Question

A quadrilateral is a ______ if and only if its diagonals are perpendicular?

Answer 1

Orthodiagonal quadrilateral (sometimes known as a perpendicular quad)

Explanation:

My immediate thought was 'kite', but orthodiagonal quadrilaterals cover more cases, e.g.:

Any orthodiagonal quadrilateral can be rotated and translated so that one of its diagonals lies along the `x` axis and the other along the `y` axis, intersecting at the origin. Then the vertices are at `(a, 0)`, `(0, b)`, `(-c, 0)` and `(0, -d)` for some non-zero numbers `a`, `b`, `c` and `d`.

If the orthodiagonal quadrilateral is convex then this can be done with `a, b, c, d > 0`.

A bilaterally symmetric convex orthodiagonal quadrilateral is a kite. Any kite can be translated and rotated so that its vertices are `(a, 0)`, `(0, b)`, `(-c, 0)` and `(0, -d)`, where `a, b, c, d > 0` and `a = c`.

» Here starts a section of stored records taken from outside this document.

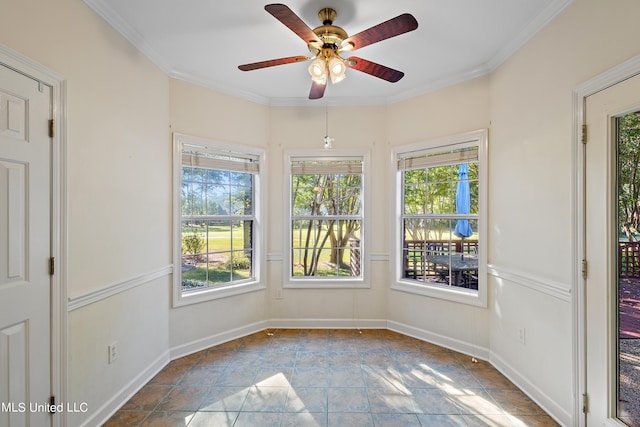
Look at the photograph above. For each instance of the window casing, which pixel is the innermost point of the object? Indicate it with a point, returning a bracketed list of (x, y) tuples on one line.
[(440, 211), (217, 211), (326, 225)]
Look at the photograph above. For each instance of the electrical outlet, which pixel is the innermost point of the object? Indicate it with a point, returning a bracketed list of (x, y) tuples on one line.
[(521, 335), (113, 352)]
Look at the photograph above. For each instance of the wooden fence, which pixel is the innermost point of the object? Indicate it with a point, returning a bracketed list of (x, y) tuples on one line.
[(416, 265)]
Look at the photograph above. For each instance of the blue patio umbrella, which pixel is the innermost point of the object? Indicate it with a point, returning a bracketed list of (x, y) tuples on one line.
[(463, 202)]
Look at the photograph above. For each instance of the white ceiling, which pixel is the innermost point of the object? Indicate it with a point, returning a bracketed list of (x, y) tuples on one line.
[(204, 41)]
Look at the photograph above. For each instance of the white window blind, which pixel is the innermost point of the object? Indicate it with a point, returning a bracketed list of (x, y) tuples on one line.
[(419, 160), (201, 157), (320, 167)]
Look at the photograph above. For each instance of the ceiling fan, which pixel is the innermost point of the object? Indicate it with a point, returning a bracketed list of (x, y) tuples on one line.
[(328, 42)]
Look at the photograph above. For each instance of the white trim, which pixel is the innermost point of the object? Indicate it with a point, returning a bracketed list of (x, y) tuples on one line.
[(260, 220), (102, 415), (601, 82), (479, 138), (112, 289), (382, 257), (327, 324), (275, 256), (557, 412), (442, 340), (20, 63), (545, 286)]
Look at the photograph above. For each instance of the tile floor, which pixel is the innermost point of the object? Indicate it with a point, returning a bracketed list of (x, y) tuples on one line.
[(329, 378)]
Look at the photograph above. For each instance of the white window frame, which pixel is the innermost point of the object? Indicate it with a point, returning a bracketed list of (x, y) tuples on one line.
[(323, 282), (477, 138), (181, 298)]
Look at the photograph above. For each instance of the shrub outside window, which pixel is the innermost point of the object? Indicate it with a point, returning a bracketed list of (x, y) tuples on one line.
[(441, 218), (217, 189), (326, 220)]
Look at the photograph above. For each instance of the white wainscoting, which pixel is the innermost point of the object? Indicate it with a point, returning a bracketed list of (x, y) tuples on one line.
[(105, 412), (560, 414)]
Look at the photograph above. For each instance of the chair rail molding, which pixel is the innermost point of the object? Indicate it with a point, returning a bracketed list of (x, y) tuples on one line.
[(91, 297), (540, 284)]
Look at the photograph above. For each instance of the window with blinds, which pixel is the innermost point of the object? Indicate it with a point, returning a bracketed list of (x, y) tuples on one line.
[(440, 212), (326, 218), (217, 215)]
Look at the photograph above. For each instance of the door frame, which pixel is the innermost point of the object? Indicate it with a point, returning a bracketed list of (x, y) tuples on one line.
[(599, 83), (57, 83)]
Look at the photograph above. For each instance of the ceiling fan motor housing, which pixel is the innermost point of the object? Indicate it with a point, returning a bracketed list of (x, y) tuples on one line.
[(330, 35)]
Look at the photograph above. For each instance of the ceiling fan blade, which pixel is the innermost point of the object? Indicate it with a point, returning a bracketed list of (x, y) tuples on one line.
[(272, 63), (377, 70), (317, 90), (393, 27), (292, 21)]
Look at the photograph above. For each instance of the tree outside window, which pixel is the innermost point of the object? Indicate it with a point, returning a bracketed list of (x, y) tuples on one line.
[(326, 218)]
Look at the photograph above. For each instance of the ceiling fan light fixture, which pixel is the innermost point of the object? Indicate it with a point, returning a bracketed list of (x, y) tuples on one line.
[(318, 71), (336, 70)]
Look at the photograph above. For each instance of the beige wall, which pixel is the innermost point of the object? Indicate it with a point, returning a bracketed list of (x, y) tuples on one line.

If `a=c` and `b=d` then the quadrilateral is a rhombus.

If `a=b=c=d` then the quadrilateral is a square.

Answer 2

Rhombus, Square

Answer 3

There is not enough information to decide which single quadrilateral this could be.

Explanation:

It could be an irregular quadrilateral whose diagonals happen to intersect at 90°.

Similarly a trapezium, concave quadrilateral, kite, rhombus or square.

It is not given whether the diagonals are equal, or bisect each other, are line of symmetry of the quadrilateral in questions, nor whether the quad itself has equal or parallel sides.

There are therefore multiple possibilities.